It is not compulsory your age or fitness level, these activities are some of the best exercises that you can do and will help you get in shape and with the help of these exercises, you can lower risk for disease.
You can call swimming the perfect exercise. The resistance of the water supports your body and takes the strain off painful joints so you can move them more gracefully. You can say “Swimming is good for individuals who are suffering from arthritis because it’s less weight-bearing. According to swimming can also improve your mental state and make you in a better mood. Water aerobics is another option for exercise. These classes support you to burn calories and tone up.

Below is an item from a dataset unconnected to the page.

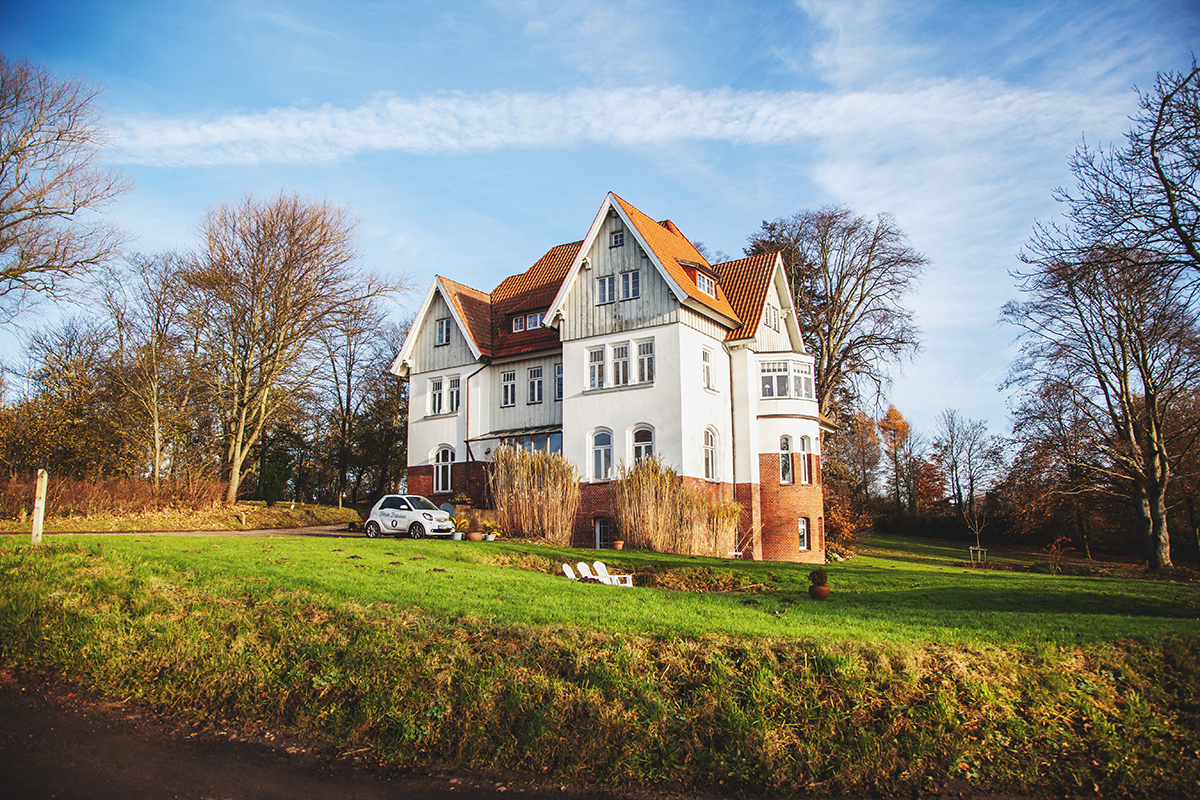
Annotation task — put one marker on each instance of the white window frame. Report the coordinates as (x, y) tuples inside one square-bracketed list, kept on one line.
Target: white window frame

Tai chi is a Chinese martial art that combines movement and relaxation is good for both body and mind. In fact, it’s also called “meditation in motion.” Tai chi is made up of a series of graceful movements, one converting smoothly into the next. Because the classes are obtainable at various levels, tai chi is available and valuable for people of all ages and fitness levels. We can say that “It’s mostly good for older people because balance is an important element of fitness in this age, and balance is something that we lose as we get older.
3. Strength training
If you believe that strength training is a masculine, strong activity, think again. Lifting light weights cannot bulk up your muscles, but it will help to keep them strong. “If you don’t use muscles, they will lose their strength over time so you should use your muscles.
Walking is simple, but it is powerful. It can help you stay slim, can improve cholesterol levels, it can strengthen bones, keep blood pressure in check, lift your mood, and minimizes your risk for a number of diseases, for example, diabetes and heart disease.